Билибин любил разговор так же, как он любил работу, только тогда, когда разговор мог быть изящно‑остроумен. В обществе он постоянно выжидал случая сказать что‑нибудь замечательное и вступал в разговор не иначе, как при этих условиях. Разговор Билибина постоянно пересыпался оригинально‑остроумными, законченными фразами, имеющими общий интерес. Эти фразы изготовлялись во внутренней лаборатории Билибина, как будто нарочно портативного свойства, для того чтобы ничтожные светские люди удобно могли запоминать их и переносить из гостиных в гостиные. И действительно, les mots de Bilibine se colportaient dans les salons de Vienne [отзывы Билибина расходились по венским гостиным], как говорили, и часто имели влияние на так называемые важные дела.

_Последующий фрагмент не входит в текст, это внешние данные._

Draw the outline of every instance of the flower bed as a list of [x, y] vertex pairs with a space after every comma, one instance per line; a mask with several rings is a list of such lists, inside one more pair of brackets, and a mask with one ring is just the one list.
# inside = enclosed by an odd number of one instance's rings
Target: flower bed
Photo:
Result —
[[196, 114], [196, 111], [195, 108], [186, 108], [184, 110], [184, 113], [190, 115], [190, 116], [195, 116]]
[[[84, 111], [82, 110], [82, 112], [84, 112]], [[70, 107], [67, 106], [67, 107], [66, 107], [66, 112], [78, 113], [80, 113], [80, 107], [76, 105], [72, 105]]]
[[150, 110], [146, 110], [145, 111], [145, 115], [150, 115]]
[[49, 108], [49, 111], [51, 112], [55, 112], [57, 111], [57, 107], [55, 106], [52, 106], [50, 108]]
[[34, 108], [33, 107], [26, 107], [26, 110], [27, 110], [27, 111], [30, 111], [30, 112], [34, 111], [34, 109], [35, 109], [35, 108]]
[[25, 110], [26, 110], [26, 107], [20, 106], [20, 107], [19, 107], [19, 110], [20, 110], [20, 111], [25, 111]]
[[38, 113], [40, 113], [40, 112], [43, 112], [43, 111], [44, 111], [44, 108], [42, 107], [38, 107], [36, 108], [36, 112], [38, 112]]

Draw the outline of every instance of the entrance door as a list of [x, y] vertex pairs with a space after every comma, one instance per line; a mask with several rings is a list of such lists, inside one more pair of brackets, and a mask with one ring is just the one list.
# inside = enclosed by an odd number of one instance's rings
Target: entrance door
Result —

Худое, истощенное, желтоватое лицо его было все покрыто крупными морщинами, которые всегда казались так чистоплотно и старательно промыты, как кончики пальцев после бани. Движения этих морщин составляли главную игру его физиономии. То у него морщился лоб широкими складками, брови поднимались кверху, то брови спускались книзу, и у щек образовывались крупные морщины. Глубоко поставленные, небольшие глаза всегда смотрели прямо и весело»[196].
В этом портрете есть только одна, но существенная неточность: Тютчев умел, но, в отличие от Билибина, никогда не любил работать, и сам признавал свою «чудовищную лень»[197]. Именно лень и сыграла с ним злую шутку.
В аристократическом Петербурге никто не умел говорить так хорошо, как Федор Иванович, и не было никого, кто был бы так умен. Его изумительная проницательность восхищала окружающих, удивленных «поразительной меткостью его предсказаний»[198]. Его уму было присуще свойство «охватывать борьбу во всем ее исполинском объеме и развитии»[199]. Революции в Европе 1848–1849 годов, стремительный бег событий и крушение политической системы, остававшейся незыблемой на протяжении трех десятилетий, – всё это ощутимо усилило потребность не только властей, но и общества в глубоком анализе постоянно меняющейся ситуации. Нужны были долгосрочные прогнозы – и Тютчев откликнулся на вызов времени. Под непосредственным впечатлением от революционных событий в Западной Европе он на французском языке продиктовал Эрнестине Федоровне текст записки, которая впоследствии получила название «Россия и Революция». Ее публикация за пределами России произвела сенсацию и принесла автору европейскую известность. Записка диктовалась быстро, буквально на одном дыхании, – и 12 апреля 1848 года работа была завершена. Тютчев понимал, что ему довелось наблюдать конец важнейшего этапа европейской и мировой истории. Доселе даже очень прозорливые мыслители смотрели на ход истории исключительно с точки зрения Запада, который, хотя и признавал материальные силы России, решительно отказывал ей в праве влиять на мировые процессы. Тютчев оспорил это положение и взглянул на ситуацию с другой стороны. Российская империя – это неотъемлемая часть единого органического целого, и европейский Запад составляет лишь половину этого великого целого. Отныне с европоцентризмом должно быть покончено.